Reputation: 357
I'm trying to load gzipped files from a directory on a remote machine onto the HDFS of my local machine. I want to be able to read the gzipped files from the remote machine and pipe them directly into the HDFS on my local machine. This is what I've got on the local machine:
ssh remote-host "cd /files/wanted; tar -cf - *.gz" | tar -xf - | hadoop fs -put - "/files/hadoop"
This apparently copies all of the gzipped files from the remote path specified to the path where I execute the command and loads an empty file -
into the HDFS. The same thing happens if I try it without tar
also:
ssh remote-host "cd /files/wanted; cat *.gz" | hadoop fs -put - "/files/hadoop"
Just for shits and giggles to see if I was maybe missing something simple, I tried the following on my local machine:
tar -cf - *.gz | tar -xf -C tmp
This did what I expected, it took all of the gzipped files in the current directory and put them in an existing directory tmp
.
Then with the Hadoop part on the local machine:
cat my_file.gz | hadoop fs -put - "/files/hadoop"

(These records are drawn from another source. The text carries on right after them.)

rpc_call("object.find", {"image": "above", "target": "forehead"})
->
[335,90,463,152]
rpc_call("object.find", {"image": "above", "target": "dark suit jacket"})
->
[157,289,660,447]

This also did what I expected, it put my gzipped file into /files/hadoop
on the HDFS.
Is it not possible to pipe multiple files into HDFS?
Upvotes: 2
Views: 4479
Reputation: 357
For whatever reason, I can't seem to pipe multiple files into HDFS. So what I ended up doing was creating a background SSH session so I don't have to create one for every single file I want to load:
ssh -fNn remote-host
And then iterating over the list of files I need to load into HDFS and pipe each one in:
for file in /files/wanted/*; do
ssh -n remote-host "cat $file" | "hadoop fs -put - /files/hadoop/$file"
done
Also make sure to close the SSH session:
ssh -O exit remote-host
Upvotes: 3